All injectors require sufficient volume (Q) and pressure (P) of oil to operate. Generally, larger injectors require more volume (Q) than smaller injectors. As can be seen by the HP equation, providing more volume (Q) to the injectors requires EITHER larger dP, smaller L, or larger R.
The pump provides the dP, which drives the volumetric rate (Q), and in practice is the single easiest way to provide more volume of oil, which is why many people opt for aftermarket HPOPs.
While the pump is the easiest thing to replace, the most EFFECTIVE way to increase volumetric flow rate (Q) at a constant supplied pressure (dP) is to INCREASE the radius (R) of the pipes supplying the oil. See that in the HP equation the radius (R) is raised to the 4th power! Small differences here will net drastic differences in the flow characteristics.
In the 7.3l oil supply system the oil log actually represents a larger radius pipe supplying oil to the injectors. In this region of the system the oil will flow the most efficiently and require the least pressure (dP) to move the same amount of volume (Q). Reducing the radius here will not help provide more oil to the injectors, it will further restrict the system.
Reducing that volume will speed up the time it takes to FILL the log with oil, ie. after a complete oil change, but will not provide more oil to the injectors given that the system is already full.
Going with the garden hose and fire hose analogy the question isn't about the volume of the hoses (oil log) but the restriction at the end (injectors). If both hoses have the same size nozzle restriction the larger hose will supply more volume. The only difference will be the time for them both to reach steady state, ie. fill up the hose.
I dont know if this equation is being explained exactly right.
This Hagen-Poiseuille equation is for a constant pipe size diameter. In this case the pipe sizes are changing in the same system.
Also its meant for a constant velocity which in the case of a heui system that is ever changing.
If you increase the radius of the pipe it makes for a larger area. A larger area means more volume. More volume means you need more pump to make up the difference.
If you decrease the total volume needed then you need less pump to meet demand.
Ask youself this if you fill a gallon jug and a 5 gallon bucket which will take longer if the flow rate filling both is the same.
If you incease volume of a given system you need more flow rate to fill it. You can either increase pressure to fill faster or decrease the volume of the system. Thats what these new oil rails do, they decrease the volume of the system needing less pump to meet the demand of the given injector.

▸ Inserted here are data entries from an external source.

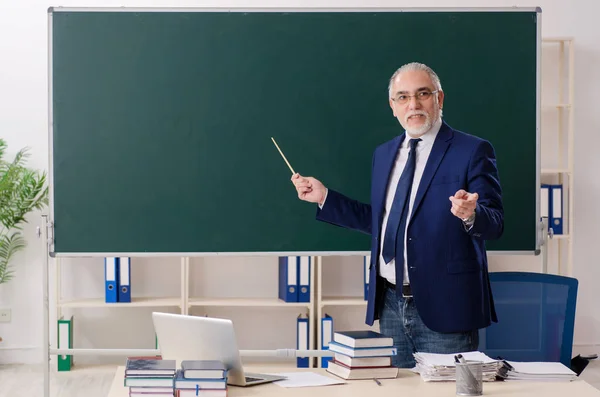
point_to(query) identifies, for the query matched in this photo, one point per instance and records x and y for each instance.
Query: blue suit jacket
(448, 265)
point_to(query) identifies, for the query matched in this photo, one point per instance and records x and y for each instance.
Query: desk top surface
(406, 384)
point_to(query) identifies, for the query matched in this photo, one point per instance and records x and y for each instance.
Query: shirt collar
(429, 137)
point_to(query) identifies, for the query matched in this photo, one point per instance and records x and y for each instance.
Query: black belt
(406, 290)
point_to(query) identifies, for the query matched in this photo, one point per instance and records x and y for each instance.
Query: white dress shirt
(388, 270)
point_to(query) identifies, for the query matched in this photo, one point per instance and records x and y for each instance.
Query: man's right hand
(309, 189)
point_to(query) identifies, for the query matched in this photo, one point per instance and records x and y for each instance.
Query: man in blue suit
(435, 200)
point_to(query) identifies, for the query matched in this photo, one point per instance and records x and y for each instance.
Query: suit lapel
(440, 145)
(382, 174)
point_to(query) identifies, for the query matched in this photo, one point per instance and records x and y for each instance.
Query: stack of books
(150, 375)
(201, 378)
(362, 355)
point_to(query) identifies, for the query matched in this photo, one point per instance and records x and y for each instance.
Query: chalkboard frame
(51, 10)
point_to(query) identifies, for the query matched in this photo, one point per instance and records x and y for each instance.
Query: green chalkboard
(161, 120)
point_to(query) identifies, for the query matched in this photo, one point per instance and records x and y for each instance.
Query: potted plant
(22, 190)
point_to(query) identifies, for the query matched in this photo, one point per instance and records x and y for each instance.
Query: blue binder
(366, 274)
(302, 340)
(304, 263)
(124, 279)
(326, 337)
(288, 278)
(556, 209)
(111, 280)
(545, 203)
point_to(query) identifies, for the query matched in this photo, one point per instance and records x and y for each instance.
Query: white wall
(23, 122)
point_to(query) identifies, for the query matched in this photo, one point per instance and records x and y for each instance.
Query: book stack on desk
(362, 355)
(200, 378)
(150, 376)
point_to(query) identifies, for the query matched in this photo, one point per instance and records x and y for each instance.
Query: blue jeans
(399, 319)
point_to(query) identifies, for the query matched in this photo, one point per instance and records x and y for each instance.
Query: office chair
(536, 317)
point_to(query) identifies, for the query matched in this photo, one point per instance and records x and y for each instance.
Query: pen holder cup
(469, 378)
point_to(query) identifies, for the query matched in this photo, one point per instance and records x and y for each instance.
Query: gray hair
(415, 66)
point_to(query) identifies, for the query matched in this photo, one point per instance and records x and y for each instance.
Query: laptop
(182, 337)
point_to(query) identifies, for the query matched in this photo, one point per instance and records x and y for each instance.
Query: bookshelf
(557, 142)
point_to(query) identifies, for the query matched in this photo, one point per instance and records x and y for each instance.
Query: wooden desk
(407, 384)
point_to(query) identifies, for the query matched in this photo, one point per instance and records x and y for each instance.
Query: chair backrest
(536, 317)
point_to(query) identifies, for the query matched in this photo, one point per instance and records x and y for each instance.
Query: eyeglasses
(420, 96)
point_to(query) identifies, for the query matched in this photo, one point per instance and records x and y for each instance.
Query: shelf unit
(184, 302)
(558, 100)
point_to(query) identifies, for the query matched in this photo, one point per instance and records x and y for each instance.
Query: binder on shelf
(302, 340)
(304, 278)
(366, 273)
(65, 341)
(326, 337)
(124, 279)
(556, 212)
(110, 280)
(545, 203)
(288, 278)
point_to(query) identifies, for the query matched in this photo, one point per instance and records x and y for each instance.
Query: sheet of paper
(307, 379)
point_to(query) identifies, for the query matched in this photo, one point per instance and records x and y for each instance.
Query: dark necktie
(393, 242)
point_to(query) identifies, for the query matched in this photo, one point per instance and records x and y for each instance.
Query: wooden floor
(28, 381)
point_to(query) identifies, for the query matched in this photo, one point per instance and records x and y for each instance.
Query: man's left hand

If this didnt work the adrenaline wouldnt be able to keep up with the demand of the injectors.
Who knows of a truck that is running 400/300 with a single adrenaline?
This was copied from dieselsite's web page
OUR ADRENALINE PUMP IS DESIGNED FOR USE WITH THE FOLLOWING INJECTOR SIZES:
AA Code Single Shot -94-97 7.3L - stock to 200cc
AB Code Split Shot - Early 99 and California 97 7.3L - stock to 175cc
AD Code Split shot - 99.5-2003 7.3L - stock to 175cc
AC Code Single Shot - T444E and 7.3L aftermarket - stock to 200cc
AD Hybrids - 7.3L aftermarket - up to 285cc
Even dieselsite explains that the pump cant keep up with hybrid injectors larger than 285cc. If the pump supprted more volume they would know.
Also FFD is a great company and wouldn't put their rep on the line to make a little extra dough. These are cheap compared to a pump needed to support high demand systems.